# Notes: Hugging Face Transformers (won't use fastai library for this lesson)

* following the lesson, we will fine-tune a pre-trained NLP model using a library called HuggingFace Transformer
* reason: 
    * really useful to get experience using other libraries (good for reinforcing knowledge)
    * hugging face is really good for NLP, well worth knowing
    * probably will have finished integration of transformer library in fastai
    
* **Hugging Transformer** doesn't have the same architecture as fastai
    * lower level, will need to do a bit more work on our end

* **Pre-trained model** - a bunch of parameters already fit, some of them - already confident what they should be, some of them - no idea what they should be at all.
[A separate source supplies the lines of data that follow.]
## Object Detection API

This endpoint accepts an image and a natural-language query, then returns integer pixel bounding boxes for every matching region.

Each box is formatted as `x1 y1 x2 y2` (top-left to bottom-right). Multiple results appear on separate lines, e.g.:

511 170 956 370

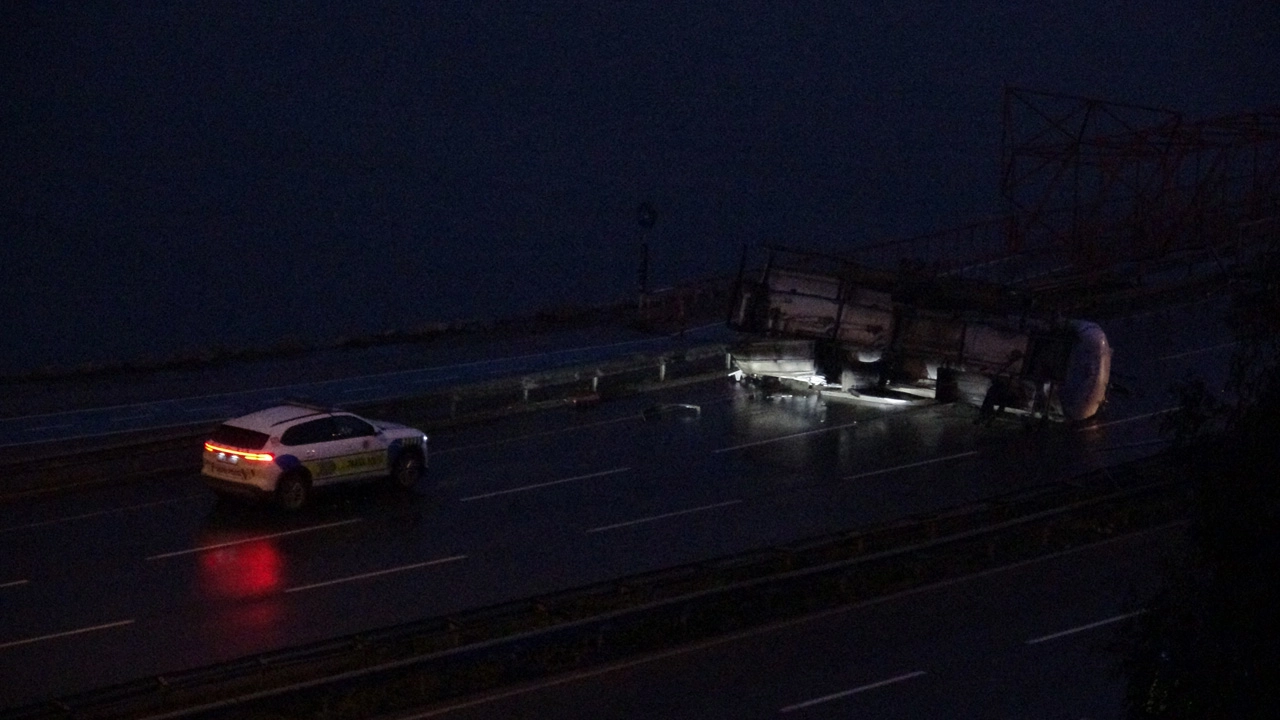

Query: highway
398 524 1185 720
0 293 1230 707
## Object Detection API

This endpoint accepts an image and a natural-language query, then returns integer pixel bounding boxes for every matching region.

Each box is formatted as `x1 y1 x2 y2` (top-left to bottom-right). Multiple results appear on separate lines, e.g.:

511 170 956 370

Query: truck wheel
275 473 311 512
392 450 422 489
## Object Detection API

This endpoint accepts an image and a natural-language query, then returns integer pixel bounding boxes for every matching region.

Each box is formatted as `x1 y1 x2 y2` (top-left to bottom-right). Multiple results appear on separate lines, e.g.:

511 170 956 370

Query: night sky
0 0 1280 374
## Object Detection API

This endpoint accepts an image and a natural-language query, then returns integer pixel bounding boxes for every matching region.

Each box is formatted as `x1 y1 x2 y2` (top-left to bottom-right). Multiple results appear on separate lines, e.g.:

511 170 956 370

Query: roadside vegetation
1121 243 1280 720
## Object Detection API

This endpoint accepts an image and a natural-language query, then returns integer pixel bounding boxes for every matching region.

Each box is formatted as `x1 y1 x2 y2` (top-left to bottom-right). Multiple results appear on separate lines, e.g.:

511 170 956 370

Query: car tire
275 473 311 512
390 450 424 489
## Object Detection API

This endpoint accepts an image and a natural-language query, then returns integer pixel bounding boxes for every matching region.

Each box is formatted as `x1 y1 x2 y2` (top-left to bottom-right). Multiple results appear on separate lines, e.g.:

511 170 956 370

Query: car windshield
209 425 270 450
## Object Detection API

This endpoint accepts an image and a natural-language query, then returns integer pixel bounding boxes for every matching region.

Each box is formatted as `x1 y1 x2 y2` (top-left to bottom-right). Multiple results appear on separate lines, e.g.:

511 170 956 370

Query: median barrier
0 345 728 500
0 456 1190 720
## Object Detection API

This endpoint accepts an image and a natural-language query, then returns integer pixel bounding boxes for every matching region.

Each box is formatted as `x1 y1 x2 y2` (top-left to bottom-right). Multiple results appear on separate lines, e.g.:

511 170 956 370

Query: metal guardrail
0 343 730 501
0 448 1187 720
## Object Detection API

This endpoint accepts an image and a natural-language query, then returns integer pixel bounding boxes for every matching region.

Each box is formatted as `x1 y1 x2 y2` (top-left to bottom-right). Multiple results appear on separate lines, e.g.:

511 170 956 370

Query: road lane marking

Hence the need for fine-tuning.

* **ULMFiT** - an architecture and transfer learning method that can be applied to NLP tasks
    * Started out on Wikipedia data to predict the next word (got up to ~30% accuracy)
    * Then applied to IMDB data, took the pre-trained model on wikipedia and ran a few more epochs, then took those weights and fine tuned them to classify a review as positive or negative

* Used RNNs around the same time.
* **Transformers** - took good really advantage of modern accelerators like Google TPUs
    * Threw away the idea of predicting the next word of a sentence
    * Took chunks of wikipedia, deleted at random a few words, asked the model which words were deleted

* For this lesson, we'll focus on the **Transformers masked language model**


## Reference: Kaggle Competition - Getting Started with NLP for absolute beginners (U.S. patent phrase to phrase matching)

* Data:
    * id, anchor, target, context, score (how similar target & anchor are)
    
* [Link to competition](https://www.kaggle.com/competitions/us-patent-phrase-to-phrase-matching/data?select=train.csv)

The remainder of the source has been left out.